Sanford Levinson SLevinson at law.utexas.edu
Thu Apr 24 13:57:04 PDT 2008


I suppose the "technical legal question" could revolve around the
propriety of asking any potential juror who gives evidence of being
"deeply religious" (whatever exactly that means) if he/she is willing to
enforce laws (and put people in prison) even if he/she believes that the
law is not only unjust, but, more to the present point, "un-Godly, i.e.,
a violation of what the potential juror believes is the epistemically
knowable Divine command with regard to behavior?  Shameless
self-promotion:  I've recently written about our seeming incapacity to
have an intelligent public conversation about the relevance of religious
commitments to considering potential nominees to the federal judiciary,
see
http://www.stthomas.edu/law/programs/journal/Volume4num2/Levinson_Is_It_
Possi.pdf  I do not see why a strongly Catholic nominee who might fear
being denied communion for running afoul of the Church's basic tenets
should not asked if he/she is willing to enforce Casey in spite of
his/her apparent belief (perhaps based on public statements, as with
Judge Pryor) that abortion is indeed a violation of God's law?  And I
suppose I'd be interested, these days, in whether a candidate for
president (or VP) is a "Christian Zionist" who believes that we have
special duties to Israel because of its ostensible sacred status.
Perhaps we've already had a sufficient number of such discussions in the
past, but that is a quite different objection from the one that such
questions are "unhelpful" to persons who are part of the list.

 

sandy

 

________________________________

From: religionlaw-bounces at lists.ucla.edu
[mailto:religionlaw-bounces at lists.ucla.edu] On Behalf Of Volokh, Eugene
Sent: Thursday, April 24, 2008 3:39 PM
To: Law & Religion issues for Law Academics
Subject: RE: JOHN LOFTON / Question, Please -- Jurors....

 

    Folks:  Please let's focus on technical legal discussions of the
questions of the law of government and religion.  If someone wants to
tie these questions to Torcaso v. Watkins, or for that matter to other
legal principles, that's great.  But discussions at this level of
abstraction, with no tie to concrete legal matters, is not helpful on
the list.

 

    The list custodian

	 

	
________________________________


	From: religionlaw-bounces at lists.ucla.edu
[mailto:religionlaw-bounces at lists.ucla.edu] On Behalf Of JOHN LOFTON
	Sent: Thursday, April 24, 2008 1:37 PM
	To: religionlaw at lists.ucla.edu
	Subject: JOHN LOFTON / Question, Please -- Jurors....

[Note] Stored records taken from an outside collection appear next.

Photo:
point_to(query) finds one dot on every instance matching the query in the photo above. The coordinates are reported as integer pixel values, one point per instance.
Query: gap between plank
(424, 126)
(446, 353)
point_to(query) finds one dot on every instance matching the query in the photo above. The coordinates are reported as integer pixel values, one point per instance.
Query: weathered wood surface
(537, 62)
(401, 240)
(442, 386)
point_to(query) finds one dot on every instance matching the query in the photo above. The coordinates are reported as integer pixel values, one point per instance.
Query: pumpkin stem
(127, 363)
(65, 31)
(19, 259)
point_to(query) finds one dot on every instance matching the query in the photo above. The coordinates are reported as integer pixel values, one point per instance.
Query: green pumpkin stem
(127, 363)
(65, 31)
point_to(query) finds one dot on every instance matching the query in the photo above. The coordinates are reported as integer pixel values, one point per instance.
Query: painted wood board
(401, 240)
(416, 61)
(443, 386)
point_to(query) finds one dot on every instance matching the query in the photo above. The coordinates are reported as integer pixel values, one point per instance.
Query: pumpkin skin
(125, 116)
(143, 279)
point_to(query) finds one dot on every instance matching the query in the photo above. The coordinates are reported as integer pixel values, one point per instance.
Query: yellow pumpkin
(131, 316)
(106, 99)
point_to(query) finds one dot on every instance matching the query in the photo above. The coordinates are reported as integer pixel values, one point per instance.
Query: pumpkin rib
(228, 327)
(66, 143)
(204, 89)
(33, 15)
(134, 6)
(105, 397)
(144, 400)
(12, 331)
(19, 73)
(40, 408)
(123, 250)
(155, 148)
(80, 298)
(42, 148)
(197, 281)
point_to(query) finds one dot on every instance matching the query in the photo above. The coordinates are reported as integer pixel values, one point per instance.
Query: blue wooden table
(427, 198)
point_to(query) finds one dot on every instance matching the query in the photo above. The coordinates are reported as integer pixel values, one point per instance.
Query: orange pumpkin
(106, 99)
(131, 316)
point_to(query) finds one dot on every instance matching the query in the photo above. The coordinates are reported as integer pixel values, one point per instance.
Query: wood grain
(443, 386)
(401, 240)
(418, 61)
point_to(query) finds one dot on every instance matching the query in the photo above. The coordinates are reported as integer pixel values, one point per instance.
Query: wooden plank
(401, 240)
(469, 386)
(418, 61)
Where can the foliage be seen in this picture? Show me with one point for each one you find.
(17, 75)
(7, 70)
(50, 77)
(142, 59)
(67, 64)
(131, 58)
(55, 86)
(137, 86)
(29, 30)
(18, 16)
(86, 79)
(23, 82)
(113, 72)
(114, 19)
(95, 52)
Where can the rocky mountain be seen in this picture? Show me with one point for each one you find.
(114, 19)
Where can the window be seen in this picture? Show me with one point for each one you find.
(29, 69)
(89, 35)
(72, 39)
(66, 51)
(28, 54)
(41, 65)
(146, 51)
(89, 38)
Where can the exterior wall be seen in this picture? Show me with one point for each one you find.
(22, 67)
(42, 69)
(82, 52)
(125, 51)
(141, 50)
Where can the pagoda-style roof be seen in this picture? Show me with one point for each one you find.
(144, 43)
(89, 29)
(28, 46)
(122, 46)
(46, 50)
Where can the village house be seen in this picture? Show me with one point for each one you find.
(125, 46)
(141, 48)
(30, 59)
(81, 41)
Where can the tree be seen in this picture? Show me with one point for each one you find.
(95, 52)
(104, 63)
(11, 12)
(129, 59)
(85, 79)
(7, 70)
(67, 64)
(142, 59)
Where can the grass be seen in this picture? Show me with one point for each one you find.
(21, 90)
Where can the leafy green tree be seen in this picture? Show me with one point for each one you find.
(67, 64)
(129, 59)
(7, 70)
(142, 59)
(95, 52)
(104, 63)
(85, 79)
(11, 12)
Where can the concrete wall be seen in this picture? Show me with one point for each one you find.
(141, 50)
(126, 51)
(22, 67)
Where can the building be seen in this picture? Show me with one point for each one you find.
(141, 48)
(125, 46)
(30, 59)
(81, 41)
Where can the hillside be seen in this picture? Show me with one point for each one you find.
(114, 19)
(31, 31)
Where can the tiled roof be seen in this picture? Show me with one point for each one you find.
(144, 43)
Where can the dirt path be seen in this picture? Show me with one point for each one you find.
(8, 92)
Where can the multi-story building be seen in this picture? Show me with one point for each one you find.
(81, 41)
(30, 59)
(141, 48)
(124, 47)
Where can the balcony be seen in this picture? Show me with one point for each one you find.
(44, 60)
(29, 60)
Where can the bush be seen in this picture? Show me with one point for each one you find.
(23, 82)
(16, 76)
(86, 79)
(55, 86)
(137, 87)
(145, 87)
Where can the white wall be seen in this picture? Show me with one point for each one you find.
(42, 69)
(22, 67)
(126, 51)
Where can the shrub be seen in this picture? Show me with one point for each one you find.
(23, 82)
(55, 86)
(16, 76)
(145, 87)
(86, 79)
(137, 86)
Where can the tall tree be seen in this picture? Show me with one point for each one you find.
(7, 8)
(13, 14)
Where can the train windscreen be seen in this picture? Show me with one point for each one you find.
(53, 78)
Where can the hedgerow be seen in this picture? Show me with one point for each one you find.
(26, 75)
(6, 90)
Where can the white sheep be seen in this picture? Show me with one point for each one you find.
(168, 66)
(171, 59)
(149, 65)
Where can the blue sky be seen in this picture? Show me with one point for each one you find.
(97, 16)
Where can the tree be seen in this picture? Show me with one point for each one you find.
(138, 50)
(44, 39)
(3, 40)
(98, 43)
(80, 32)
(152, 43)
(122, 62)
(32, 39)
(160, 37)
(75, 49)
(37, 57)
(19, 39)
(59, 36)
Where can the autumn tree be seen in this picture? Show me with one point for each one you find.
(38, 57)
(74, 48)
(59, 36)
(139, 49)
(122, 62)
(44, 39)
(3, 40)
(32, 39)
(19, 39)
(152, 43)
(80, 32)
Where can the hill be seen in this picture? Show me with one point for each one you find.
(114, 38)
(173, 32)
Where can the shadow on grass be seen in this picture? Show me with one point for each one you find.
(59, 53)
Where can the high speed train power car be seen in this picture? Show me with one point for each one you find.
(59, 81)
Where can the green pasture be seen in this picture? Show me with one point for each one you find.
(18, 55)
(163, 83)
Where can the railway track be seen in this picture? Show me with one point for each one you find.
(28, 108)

	Are they to be judges only of "the facts" or also "the law"? And
if not "the law," sez who? What is a juror to do if he believes law is
unjust -- un-Godly, un-Constitutional?

	 

	John Lofton, Editor, TheAmericanView.com
	Recovering Republican
	
	"Accursed is that peace of which revolt from God is the bond,
and blessed are those contentions by which it is necessary to maintain
the kingdom of Christ." -- John Calvin.